Search code examples
python-3.xscikit-learnlogistic-regression

Sklearn logistic regression - adjust cutoff point


I have a logistic regression model trying to predict one of two classes: A or B.

  • My model's accuracy when predicting A is ~85%.
  • Model's accuracy when predicting B is ~50%.
  • Prediction of B is not important however prediction of A is very important.

My goal is to maximize the accuracy when predicting A. Is there any way to adjust the default decision threshold when determining the class?

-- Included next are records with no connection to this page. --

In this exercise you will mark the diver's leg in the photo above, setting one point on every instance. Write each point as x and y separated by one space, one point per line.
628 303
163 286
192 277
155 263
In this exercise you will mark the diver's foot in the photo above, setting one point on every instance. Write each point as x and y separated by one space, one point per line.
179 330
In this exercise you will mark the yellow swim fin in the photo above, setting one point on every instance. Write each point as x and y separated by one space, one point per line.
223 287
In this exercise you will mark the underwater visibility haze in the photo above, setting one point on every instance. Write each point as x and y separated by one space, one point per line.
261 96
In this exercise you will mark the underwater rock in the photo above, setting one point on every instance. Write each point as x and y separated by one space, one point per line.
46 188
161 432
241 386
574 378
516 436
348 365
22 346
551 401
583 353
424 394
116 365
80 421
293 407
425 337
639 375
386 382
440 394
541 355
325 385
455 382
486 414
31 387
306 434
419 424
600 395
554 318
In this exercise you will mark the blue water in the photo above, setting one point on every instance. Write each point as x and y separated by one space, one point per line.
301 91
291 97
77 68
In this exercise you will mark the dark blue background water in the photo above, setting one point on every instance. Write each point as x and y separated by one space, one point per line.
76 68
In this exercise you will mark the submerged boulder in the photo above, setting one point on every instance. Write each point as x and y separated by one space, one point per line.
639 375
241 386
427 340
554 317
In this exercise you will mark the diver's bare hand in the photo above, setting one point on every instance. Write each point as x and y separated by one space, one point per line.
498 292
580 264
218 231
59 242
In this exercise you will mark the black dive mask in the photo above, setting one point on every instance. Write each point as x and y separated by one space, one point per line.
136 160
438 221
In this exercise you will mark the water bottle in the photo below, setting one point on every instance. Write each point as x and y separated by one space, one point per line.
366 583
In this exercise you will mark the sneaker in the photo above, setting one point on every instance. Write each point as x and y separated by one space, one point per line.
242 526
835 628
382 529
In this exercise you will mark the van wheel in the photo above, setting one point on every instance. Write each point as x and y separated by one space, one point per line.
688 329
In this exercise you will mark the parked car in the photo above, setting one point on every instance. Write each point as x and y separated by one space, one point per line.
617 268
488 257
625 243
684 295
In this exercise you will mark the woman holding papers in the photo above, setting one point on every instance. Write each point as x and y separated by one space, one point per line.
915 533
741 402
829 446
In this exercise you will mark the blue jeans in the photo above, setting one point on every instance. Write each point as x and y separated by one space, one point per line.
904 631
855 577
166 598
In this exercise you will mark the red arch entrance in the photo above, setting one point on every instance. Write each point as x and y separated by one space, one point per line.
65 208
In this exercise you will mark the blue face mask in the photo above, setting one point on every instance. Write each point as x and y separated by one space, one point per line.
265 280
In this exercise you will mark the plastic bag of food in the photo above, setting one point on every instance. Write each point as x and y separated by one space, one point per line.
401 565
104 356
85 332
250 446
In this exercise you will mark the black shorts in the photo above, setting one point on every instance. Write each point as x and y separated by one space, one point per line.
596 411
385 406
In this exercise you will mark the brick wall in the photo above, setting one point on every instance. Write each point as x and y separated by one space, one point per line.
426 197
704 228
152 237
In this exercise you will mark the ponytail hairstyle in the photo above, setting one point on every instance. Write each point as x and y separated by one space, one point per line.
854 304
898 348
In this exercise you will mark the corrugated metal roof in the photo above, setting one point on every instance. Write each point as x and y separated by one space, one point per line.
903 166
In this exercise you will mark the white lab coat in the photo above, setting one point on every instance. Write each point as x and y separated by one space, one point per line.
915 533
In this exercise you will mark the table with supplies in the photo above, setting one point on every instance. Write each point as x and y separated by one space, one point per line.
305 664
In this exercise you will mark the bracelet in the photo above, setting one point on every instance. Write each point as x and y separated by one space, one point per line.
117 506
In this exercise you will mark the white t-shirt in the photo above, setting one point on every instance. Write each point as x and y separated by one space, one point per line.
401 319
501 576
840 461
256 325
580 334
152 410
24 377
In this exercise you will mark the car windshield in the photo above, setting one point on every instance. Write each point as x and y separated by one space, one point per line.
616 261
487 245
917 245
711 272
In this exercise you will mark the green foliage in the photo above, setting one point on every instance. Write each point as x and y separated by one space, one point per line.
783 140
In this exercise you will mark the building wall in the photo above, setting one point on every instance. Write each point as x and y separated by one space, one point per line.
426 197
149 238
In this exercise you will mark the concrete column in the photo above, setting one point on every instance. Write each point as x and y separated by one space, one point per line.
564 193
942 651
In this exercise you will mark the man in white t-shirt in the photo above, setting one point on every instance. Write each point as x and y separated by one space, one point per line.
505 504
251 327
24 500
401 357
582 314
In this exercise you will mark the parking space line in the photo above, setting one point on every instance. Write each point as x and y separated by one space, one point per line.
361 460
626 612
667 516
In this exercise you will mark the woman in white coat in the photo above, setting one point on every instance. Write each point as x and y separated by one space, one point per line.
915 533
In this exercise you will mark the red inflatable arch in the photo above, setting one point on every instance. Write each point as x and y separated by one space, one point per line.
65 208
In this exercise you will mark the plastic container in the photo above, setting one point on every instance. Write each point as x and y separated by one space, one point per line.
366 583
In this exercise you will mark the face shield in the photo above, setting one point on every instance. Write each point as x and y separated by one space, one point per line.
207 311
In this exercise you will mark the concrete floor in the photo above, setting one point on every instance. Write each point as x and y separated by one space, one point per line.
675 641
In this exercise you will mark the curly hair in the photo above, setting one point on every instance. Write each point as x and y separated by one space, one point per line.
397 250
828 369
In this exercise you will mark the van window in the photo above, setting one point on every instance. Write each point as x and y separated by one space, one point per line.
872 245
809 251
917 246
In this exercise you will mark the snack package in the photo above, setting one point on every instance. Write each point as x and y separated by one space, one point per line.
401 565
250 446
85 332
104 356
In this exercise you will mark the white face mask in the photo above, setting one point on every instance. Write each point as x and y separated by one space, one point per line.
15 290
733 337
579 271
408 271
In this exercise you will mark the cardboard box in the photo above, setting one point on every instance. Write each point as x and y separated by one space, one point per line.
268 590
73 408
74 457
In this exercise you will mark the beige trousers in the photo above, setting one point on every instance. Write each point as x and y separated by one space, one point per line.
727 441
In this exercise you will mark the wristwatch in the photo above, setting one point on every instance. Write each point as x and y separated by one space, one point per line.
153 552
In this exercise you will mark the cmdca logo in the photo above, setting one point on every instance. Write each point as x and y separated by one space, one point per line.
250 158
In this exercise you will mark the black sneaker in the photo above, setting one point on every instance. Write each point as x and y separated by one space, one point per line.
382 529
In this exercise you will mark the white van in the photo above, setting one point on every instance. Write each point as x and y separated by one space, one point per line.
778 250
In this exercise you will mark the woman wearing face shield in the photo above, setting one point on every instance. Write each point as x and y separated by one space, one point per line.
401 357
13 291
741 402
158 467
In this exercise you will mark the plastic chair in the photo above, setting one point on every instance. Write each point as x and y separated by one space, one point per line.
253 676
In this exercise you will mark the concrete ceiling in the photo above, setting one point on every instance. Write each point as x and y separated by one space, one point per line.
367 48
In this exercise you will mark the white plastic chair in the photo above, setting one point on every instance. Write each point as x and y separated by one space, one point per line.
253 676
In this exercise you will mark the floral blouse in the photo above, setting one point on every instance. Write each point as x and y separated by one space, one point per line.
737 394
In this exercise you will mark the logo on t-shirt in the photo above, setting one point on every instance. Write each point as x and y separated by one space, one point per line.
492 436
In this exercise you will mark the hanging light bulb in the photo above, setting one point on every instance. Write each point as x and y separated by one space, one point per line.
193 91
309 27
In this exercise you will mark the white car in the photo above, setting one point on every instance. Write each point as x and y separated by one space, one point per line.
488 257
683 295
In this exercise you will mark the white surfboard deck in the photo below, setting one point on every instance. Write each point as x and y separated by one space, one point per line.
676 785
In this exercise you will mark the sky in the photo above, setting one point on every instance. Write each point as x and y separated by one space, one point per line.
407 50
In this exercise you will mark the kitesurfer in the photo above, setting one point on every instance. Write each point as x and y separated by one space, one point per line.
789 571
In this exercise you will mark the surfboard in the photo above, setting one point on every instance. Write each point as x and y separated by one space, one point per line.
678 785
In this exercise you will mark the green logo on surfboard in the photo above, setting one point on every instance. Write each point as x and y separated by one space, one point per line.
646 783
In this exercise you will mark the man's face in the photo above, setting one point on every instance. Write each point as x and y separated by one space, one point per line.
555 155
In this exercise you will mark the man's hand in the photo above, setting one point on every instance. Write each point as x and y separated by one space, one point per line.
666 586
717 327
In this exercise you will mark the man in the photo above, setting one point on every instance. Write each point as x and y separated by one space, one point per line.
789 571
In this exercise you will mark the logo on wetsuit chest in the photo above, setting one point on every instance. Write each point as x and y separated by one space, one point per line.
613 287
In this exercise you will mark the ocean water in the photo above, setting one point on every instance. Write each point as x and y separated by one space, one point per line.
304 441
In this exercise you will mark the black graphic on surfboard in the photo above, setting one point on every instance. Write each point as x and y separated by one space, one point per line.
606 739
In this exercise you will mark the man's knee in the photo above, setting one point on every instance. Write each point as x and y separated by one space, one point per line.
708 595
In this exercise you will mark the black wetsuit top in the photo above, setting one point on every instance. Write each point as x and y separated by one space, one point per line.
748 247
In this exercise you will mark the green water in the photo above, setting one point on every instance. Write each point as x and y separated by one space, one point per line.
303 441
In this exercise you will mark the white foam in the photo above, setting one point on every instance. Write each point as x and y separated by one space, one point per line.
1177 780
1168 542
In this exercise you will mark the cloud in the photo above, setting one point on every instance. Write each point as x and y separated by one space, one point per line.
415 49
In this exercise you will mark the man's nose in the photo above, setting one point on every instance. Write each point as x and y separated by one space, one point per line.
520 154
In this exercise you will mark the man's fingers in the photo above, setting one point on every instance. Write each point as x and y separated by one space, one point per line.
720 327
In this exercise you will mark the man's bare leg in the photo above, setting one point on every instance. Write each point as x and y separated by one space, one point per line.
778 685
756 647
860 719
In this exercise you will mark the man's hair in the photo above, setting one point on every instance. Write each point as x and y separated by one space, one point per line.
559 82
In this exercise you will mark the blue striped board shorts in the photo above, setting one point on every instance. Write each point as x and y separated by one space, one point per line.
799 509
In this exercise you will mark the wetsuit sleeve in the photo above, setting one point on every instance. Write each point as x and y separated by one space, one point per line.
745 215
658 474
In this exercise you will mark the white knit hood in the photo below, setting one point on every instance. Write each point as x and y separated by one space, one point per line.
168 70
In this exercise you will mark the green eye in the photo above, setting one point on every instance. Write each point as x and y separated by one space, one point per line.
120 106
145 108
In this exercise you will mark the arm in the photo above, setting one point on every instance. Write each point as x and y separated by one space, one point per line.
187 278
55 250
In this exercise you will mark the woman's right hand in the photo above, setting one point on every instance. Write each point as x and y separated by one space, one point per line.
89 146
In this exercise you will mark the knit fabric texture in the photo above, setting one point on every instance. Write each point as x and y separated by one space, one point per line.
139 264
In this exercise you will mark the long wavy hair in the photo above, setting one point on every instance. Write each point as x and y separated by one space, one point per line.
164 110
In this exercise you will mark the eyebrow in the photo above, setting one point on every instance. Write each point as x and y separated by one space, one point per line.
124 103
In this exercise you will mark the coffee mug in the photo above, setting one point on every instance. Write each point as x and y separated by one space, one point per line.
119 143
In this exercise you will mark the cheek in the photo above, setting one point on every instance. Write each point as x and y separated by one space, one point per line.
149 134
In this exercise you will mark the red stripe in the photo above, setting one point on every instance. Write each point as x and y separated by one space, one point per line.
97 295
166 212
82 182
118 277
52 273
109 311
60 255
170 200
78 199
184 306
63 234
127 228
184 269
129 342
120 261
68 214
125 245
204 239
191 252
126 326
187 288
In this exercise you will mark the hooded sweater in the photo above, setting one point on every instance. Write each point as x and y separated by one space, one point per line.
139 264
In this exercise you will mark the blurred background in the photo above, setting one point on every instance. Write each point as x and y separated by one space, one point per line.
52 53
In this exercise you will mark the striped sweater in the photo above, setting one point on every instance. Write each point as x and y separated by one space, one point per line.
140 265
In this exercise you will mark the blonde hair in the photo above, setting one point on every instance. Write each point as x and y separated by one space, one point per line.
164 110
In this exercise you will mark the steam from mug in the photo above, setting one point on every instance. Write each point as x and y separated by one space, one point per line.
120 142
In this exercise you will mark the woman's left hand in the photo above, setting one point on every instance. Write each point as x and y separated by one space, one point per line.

classifier = LogisticRegression(penalty = 'l2',solver = 'saga', multi_class = 'ovr')
classifier.fit(np.float64(X_train), np.float64(y_train))

Thanks! RB


Solution

  • As mentioned in the comments, procedure of selecting threshold is done after training. You can find threshold that maximizes utility function of your choice, for example:

    from sklearn import metrics
    preds = classifier.predict_proba(test_data)
    tpr, tpr, thresholds = metrics.roc_curve(test_y,preds[:,1])
    print (thresholds)
    
    accuracy_ls = []
    for thres in thresholds:
        y_pred = np.where(preds[:,1]>thres,1,0)
        # Apply desired utility function to y_preds, for example accuracy.
        accuracy_ls.append(metrics.accuracy_score(test_y, y_pred, normalize=True))
    

    After that, choose threshold that maximizes chosen utility function. In your case choose threshold that maximizes 1 in y_pred.